A handy search and a “TAG Filter” similar to many Web-Services. Web Pages are into another higher level and I think Desktop is trying to follow. But this is pretty normal considering the size of web-development and the money that are invested on Web Services from huge companies like Google, Amazon, Facebook etc..
Ubuntu Software Center
I am totally impressed by it. I used version 5.3.9 and it was fast. Damn fast! It takes about 1-2 second to load and after that, everything is instantly loading (I use SSD). I remember old versions of USC to be annoyingly slow. But that is gone now. Good job to Ubuntu team for that!
Of course there isn’t an Application Menu for USC, but lets don’t be greedy! Also these scrolling bars in Ubuntu, they are so ugly. Functionality feels nice, but visual stinks. However you can disable them if you don’t like them or you don’t use them.
Overall
Everything looks nice in Ubuntu 12.10 with Gnome. You know, I know that Ubuntu isn’t the most Gnomish distro, but things are about to change.

An Ubuntu Gnome spin will arrive in http://gnomebuntu.org probably in version 13.04(?). And the great news continue. Ubuntu 13.04 (and other distros) will ship also Wayland! So you have to expect great things on the first quarter of 2013. Like Mageia 3.
Speaking of Mageia..
Before Mageia I thought it was hard to make a quality distro like Ubuntu. Mageia in my opinion proved how hmmm “bad” distros OpenSUSE and Fedora are.
OpenSUSE: 4 different installations, three people switched to Ubuntu, one in Fedora. OpenSUSE had huge bugs. Like crashing GS every hour, couldn’t play HDMI (while Fedora and Ubuntu could on the same machine) and many others.
Fedora: Fedora is a very special distro, kinda experimental for new technologies. But, Firefox isn’t working in Fedora 16 (I think!) and 17 (that bug affects many installations). Firefox isn’t working in Fedora out of box. Can you imagine that? And they don’t fix it.
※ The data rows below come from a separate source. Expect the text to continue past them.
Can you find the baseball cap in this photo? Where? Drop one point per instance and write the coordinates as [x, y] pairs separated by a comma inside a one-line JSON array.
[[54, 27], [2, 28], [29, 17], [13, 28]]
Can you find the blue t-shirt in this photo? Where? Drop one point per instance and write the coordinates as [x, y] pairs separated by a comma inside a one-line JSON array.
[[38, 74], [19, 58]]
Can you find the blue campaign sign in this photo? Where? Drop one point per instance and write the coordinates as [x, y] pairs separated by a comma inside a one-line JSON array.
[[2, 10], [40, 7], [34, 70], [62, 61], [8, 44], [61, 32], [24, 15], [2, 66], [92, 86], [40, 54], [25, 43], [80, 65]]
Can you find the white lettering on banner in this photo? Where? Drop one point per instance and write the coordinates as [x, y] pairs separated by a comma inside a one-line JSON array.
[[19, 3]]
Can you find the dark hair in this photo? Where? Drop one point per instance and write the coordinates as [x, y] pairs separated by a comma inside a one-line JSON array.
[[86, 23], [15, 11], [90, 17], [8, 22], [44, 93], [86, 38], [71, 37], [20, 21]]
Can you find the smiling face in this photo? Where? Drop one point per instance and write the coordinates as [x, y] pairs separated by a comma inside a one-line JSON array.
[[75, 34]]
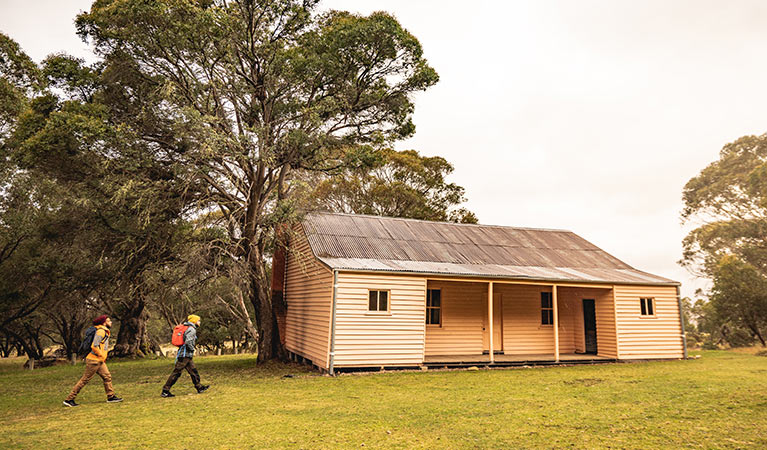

Is this a Desktop distro? I doubt.
A quick fix is to open about:config in FF and disable IPV6. I don’t know what cause that delays (it takes 40sec to open a page), but this fixed the bug for me. Of course I am not trying to accuse distros here, but I believe that distros are responsible in a large degree for the bad image of Gnome.
Ubuntu Gnome and Mageia 3 will give us a great Gnome experience in the short future. So the best are ahead of us!